We note that the difference between the VRS score and the SAS score is unrelated to the global characteristics of SAS projected DMU.

4 An Illustrative Example

In this section, we present an artificial example with a single input and a single output. Table 1 shows 10 DMUs with input x and output y, while Fig. 4 gives a graphical interpretation of the same data. These DMUs display a typical S-shaped curve.

Table 1 Example
Fig. 4
figure 4

Data plot of DMUs defined in Table 1

Initially, we solved the input-oriented CRS and VRS models, and obtained the scale-efficiency and CRS slacks, which were then decomposed into scale-independent and scale-dependent parts. Table 2 shows the solutions and the decomposed parts. Since the output, \(y\), has no slacks in this example, they are not included in the table.

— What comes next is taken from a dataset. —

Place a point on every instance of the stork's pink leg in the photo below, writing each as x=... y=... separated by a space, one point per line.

Table 2 CRS, VRS, scale-efficiency and slacks for the DMUs in Table 1

In the second phase, we deleted the scale-dependent slacks from the data and obtained the data set \((\overline{{\mathbf {X}},} \overline{\mathbf {Y}} )\). We solved the CRS model within each cluster and determined the in-cluster slacks. By summing the scale-dependent slacks and the in-cluster slacks, we obtained the total slacks. Table 3 shows the data obtained.

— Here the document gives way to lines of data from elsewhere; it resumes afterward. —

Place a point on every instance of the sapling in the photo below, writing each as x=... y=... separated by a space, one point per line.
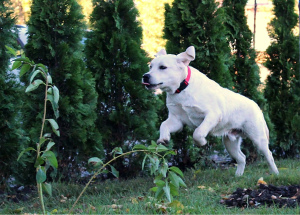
x=168 y=180
x=44 y=156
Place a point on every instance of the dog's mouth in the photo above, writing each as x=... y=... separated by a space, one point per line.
x=152 y=86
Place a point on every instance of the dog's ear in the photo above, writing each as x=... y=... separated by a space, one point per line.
x=187 y=56
x=161 y=52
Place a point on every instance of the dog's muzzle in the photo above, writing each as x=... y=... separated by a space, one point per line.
x=146 y=82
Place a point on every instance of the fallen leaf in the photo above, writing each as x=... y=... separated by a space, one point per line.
x=141 y=198
x=261 y=181
x=176 y=204
x=211 y=189
x=92 y=207
x=18 y=210
x=133 y=200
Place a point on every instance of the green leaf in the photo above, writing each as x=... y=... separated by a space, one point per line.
x=42 y=140
x=166 y=189
x=176 y=170
x=54 y=104
x=164 y=168
x=54 y=126
x=34 y=85
x=25 y=68
x=95 y=161
x=143 y=164
x=47 y=187
x=117 y=150
x=139 y=147
x=40 y=176
x=55 y=94
x=159 y=192
x=174 y=190
x=16 y=65
x=174 y=178
x=49 y=145
x=23 y=59
x=49 y=78
x=181 y=182
x=161 y=148
x=160 y=183
x=39 y=161
x=25 y=150
x=34 y=74
x=152 y=148
x=42 y=67
x=154 y=189
x=11 y=50
x=47 y=135
x=170 y=152
x=114 y=171
x=51 y=158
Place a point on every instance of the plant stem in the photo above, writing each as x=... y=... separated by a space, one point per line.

Table 3 Calculated \((\overline{{\mathbf {X}},} \overline{\mathbf {Y}} )\), in-cluster slacks and total slacks

Finally, we computed the adjusted score, \(\theta ^{\mathrm{{SAS}}}\), and the projected input and output. These values are given in Table 4, while Fig. 5 displays the results graphically. In the table, “Frontier” indicates the global characteristics of the SAS projected DMUs, identified using (20).

Table 4 Adjusted score (SAS) and projected input and output
Fig. 5
figure 5

Projection solid triangle and data circle

In Table 5 and Fig. 6, we compare the input-oriented CRS score, VRS score and SAS. The SAS of DMUs C and D have larger values than the scores given by the VRS model. This reflects the non-convex characteristics of the data set. The projected frontiers are a mixture of non-convex and convex parts.

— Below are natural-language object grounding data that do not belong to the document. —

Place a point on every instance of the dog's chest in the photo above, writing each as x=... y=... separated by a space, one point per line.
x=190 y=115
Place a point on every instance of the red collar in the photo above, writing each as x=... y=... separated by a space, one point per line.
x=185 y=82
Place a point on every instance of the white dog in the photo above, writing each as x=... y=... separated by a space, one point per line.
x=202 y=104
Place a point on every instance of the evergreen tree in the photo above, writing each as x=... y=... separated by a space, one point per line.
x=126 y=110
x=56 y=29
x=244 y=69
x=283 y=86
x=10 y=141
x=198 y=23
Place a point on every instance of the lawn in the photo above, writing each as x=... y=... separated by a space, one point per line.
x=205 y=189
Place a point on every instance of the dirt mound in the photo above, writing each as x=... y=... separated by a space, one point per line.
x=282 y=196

Table 5 Comparison of the CRS scores, VRS scores and SAS
Fig. 6
figure 6

Comparison of the CRS scores, VRS scores and SAS

5 The Radial Model Case

In this section, we develop our model to the radial models. We utilize the input-oriented radial measures: CCR (Charnes et al. [18]) and BCC (Banker et al. [19]) models, for the efficiency evaluation of each DMU \(({\overline{\mathbf {x}}}_k,{\overline{\mathbf {y}}}_k )\;(k=1,\ldots ,n)\) as follows:

$$\begin{aligned}&\text{[CCR] }\quad \theta _k^{CCR} :=\mathop {\min }\limits _{\varvec{\lambda }} \theta ,\,\,\text{ s.t. } {\mathbf {X}}{\varvec{\lambda }}\le \theta {\mathbf {x}}_k ,{\mathbf {Y}}{\varvec{\lambda }}\ge {\mathbf {y}}_k ,\;{\varvec{\lambda }}\ge {\mathbf {0}},\,\,\theta :\text{ free, }\end{aligned}$$
(21)
$$\begin{aligned}&\text{[BCC] } \quad \theta _k^\mathrm{{BCC}} :=\mathop {\min }\limits _{\varvec{\lambda }} \theta ,\quad \text{ s.t. } {\mathbf {X}}{\varvec{\lambda }}\le \theta {\mathbf {x}}_k ,{\mathbf {Y}}{\varvec{\lambda }}\ge {\mathbf {y}}_k ,\;{\mathbf {e}}{\varvec{\lambda }}=1,\;{\varvec{\lambda }}\ge {\mathbf {0}},\,\,\theta :\text{ free, } \end{aligned}$$
(22)

where \({\varvec{\lambda }}\in \text{ IR }^n\) is the intensity vector.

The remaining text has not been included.